Anirudh Krishenlal Khanna - Promoter & Managing Director, Amalgamated Breweries Private Limited (IBC) said, “For larger, less frequent occasions and key calendar moments, we will lean into higher visibility through retail amplification, outlet-led experiences, and sharper storytelling on social. These moments will allow us to create scale and cultural relevance.” He added that both play distinct roles, with one helping the brand stay present in everyday consumption moments, while the other builds salience and recall at scale.
From an agency lens, Arnab Mitra, Founder and Managing Director, Liqvd Asia, said the shift is less about budgets and more about allocation, with brands moving from a few peak windows to multiple micro-occasions backed by micro-budgets.
He added that programmatic, quick commerce and modular creative systems now enable real-time optimisation, allowing brands to tie media spends to live commerce signals. “The brands winning aren’t spending more. They’re spending with tighter feedback and higher frequency presence,” he said.
Mitra further explained that this has led to a two-speed model, where always-on activity drives performance through search, retargeting and quick commerce, while burst campaigns are reserved for high-impact moments such as Diwali, where share-of-voice dominance is critical. “The real innovation is the occasion stack: a base brand asset, contextual overlays, a commerce CTA - modular, fast to deploy. That modularity is what finally makes always-on economically viable at scale,” he added.

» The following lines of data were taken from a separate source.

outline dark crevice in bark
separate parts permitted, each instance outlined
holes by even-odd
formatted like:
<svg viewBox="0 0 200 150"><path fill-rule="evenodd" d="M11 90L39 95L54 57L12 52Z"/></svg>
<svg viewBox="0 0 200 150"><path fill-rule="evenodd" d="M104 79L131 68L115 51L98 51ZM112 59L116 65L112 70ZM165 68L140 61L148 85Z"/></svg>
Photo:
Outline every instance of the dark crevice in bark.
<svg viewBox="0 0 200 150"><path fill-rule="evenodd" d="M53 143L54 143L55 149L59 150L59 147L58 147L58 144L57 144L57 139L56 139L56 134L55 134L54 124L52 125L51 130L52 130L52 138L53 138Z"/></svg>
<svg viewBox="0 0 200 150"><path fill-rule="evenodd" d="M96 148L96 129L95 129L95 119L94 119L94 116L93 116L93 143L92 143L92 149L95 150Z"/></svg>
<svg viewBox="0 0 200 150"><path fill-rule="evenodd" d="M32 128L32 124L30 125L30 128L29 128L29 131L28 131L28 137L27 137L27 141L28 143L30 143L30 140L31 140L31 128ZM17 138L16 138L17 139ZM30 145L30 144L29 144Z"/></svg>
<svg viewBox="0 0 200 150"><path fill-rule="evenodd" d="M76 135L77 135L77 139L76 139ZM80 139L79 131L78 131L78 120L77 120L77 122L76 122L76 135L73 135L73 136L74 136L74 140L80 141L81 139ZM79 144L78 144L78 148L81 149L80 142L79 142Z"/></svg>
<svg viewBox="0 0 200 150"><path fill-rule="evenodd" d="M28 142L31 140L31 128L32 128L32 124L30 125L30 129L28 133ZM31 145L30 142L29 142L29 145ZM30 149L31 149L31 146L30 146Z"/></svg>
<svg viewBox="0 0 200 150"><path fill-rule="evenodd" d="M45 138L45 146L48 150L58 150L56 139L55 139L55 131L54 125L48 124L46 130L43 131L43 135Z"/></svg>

Savio Joseph, Co-founder at Teen Bandar said, “Occasion-led marketing is moving from burst spends to a more distributed, always-on approach, where brands map media across multiple high-frequency moments instead of a few big spikes. Data and quick commerce signals are making this far more dynamic, allowing brands to scale visibility in real time based on consumer intent.”
Citing an example, he added that in its AI-led Raksha Bandhan campaign for FNP, the brand leveraged AI to scale personalised visuals across global markets, extending the occasion beyond a single burst.
Can fatigue take over?
As occasion-led marketing scales up, concerns around consumer fatigue are emerging. While higher frequency can boost visibility, excessive or poorly timed messaging risks diluting impact, making it critical for brands to balance relevance with restraint.

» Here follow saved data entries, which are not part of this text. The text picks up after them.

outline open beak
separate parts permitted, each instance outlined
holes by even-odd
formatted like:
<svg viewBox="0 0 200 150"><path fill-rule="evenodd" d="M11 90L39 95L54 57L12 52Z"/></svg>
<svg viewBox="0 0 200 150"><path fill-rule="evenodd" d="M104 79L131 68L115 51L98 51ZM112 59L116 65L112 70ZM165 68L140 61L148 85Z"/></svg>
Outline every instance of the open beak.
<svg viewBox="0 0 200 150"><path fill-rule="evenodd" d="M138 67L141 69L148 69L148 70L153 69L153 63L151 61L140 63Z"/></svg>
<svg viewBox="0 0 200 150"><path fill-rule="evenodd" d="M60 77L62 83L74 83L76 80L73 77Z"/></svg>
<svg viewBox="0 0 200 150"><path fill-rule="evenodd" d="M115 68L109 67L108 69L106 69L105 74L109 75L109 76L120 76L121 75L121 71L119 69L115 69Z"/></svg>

Krishnan, however, noted that in food, fatigue can be offset through constant innovation. He added that the brand focuses on relevance over volume, alongside distinct execution through product, packaging and storytelling.
He also outlined an “occasion hierarchy”, with hero occasions such as Diwali and IPL driving large bets, hub moments like weekends enabling scale, and hygiene occasions delivering quick wins, with the broader aim of owning specific occasions in the consumer’s mind.

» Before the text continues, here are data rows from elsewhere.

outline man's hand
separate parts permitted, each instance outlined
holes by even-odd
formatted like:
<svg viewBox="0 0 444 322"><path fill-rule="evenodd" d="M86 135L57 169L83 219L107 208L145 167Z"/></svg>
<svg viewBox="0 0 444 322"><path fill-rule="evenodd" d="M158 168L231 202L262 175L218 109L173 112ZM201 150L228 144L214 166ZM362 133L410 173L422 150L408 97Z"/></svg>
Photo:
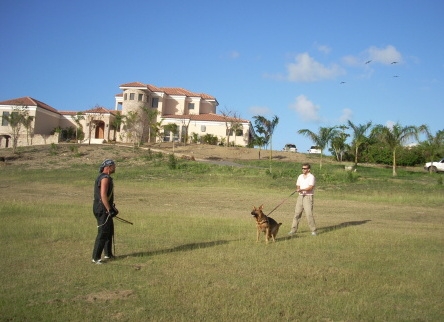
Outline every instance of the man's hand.
<svg viewBox="0 0 444 322"><path fill-rule="evenodd" d="M118 214L119 212L116 211L116 210L117 210L117 209L111 208L111 209L108 211L108 215L111 216L111 217L115 217L115 216L117 216L117 214Z"/></svg>

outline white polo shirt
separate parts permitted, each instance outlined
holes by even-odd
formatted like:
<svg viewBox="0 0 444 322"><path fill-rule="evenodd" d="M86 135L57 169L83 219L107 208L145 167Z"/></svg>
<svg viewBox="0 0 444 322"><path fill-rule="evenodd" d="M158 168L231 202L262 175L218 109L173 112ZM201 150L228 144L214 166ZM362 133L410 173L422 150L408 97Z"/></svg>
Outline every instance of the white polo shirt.
<svg viewBox="0 0 444 322"><path fill-rule="evenodd" d="M296 181L296 186L299 186L300 189L307 189L310 186L313 186L313 189L300 192L301 196L312 196L314 194L314 186L315 186L315 176L311 173L308 173L306 176L304 174L300 174L298 180Z"/></svg>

“What I strongly feel is; In QSR, growth will increasingly come from creating reasons to order, not just being available to order. The large players are facing fierce competition from local players; agility and constant innovation is the only media to be spent on – rest everything can wait,” he added.
Khanna, meanwhile, said the risk lies less in fatigue and more in overextension. He noted that the focus is on prioritising a few high-relevance moments and building consistent presence, while also creating simple rituals so the brand feels naturally embedded in consumer behaviour. Depth, he emphasised, matters more than width at this stage.
As occasion-led marketing evolves, brands are moving from broad campaigns to sharper, moment-led strategies that prioritise relevance, agility and consumer context. Going forward, success will hinge on balancing frequency with meaning, ensuring brands don’t just show up more often, but show up better.